At one second after midnight on February 6, 2005 (Super-Bowl Sunday) Peter Musurlian set out from 16th Avenue & 1st Street in Jacksonville Beach, Florida, to break the world record for driving a car ocean-to-ocean, Atlantic-to-Pacific. And, unlike other similar efforts, Musurlian would do it solo, as two video cameras captured the entire adventure on tape.

The most celebrated trans-American automobile races occurred during the almost mythical 2,800-mile treks from New York to Redondo Beach, during five Cannonball races in the 1970s, the brainchild of writer & racer Brock Yates. Along with racing legend Dan Gurney, Yates won the first such race in 1971, in a Ferrari Daytona, in a time of 35 hours & 54 minutes.

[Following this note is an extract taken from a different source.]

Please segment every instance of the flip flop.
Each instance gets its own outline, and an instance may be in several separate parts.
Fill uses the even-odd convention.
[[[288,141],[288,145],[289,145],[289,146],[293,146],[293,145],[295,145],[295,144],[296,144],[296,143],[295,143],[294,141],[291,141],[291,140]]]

The best time recorded from those races was 32 hours & 51 minutes in 1979, by Dave Yarborough and the late Dave Heinz, who did it in a Jaguar XJS.

In 1983, after the Cannonball was put to rest, the late Doug Turner of Newport Beach, along with a driving partner, made it across America in 32 hours & 7 minutes, a record that still stands today. They did it in a Ferrari equipped with a second gas tank.

Musurlian’s time of 37 hours & 14 minutes puts him at about number 21, in terms of overall fastest times. But as far as verifiable one-person efforts, it is the fastest solo time in history. (Wilt Chamberlain wrote that he once drove his Lamborghini from New York to Los Angeles in 36 hours & 10 minutes, but there is no way to prove that claim’s veracity or other more colorful boasts of the late basketball superstar).

This documentary is part speed record, part reflection on America. The journey starts in Jacksonville, Florida, the site of the 2005 Super Bowl, and ends in San Diego, California: A 2,400-mile all-interstate route, traversed ticket-free in an unmodified vehicle, with no radar detector.

Musurlian loaded-up his black, four-door 2005 Toyota Camry LE with nine Power Bars, eight cans of Red Bull, and seven Catie Curtis CDs, hit the gas and never looked back. The result is a testament to technological ingenuity, sheer stamina, and creative storytelling.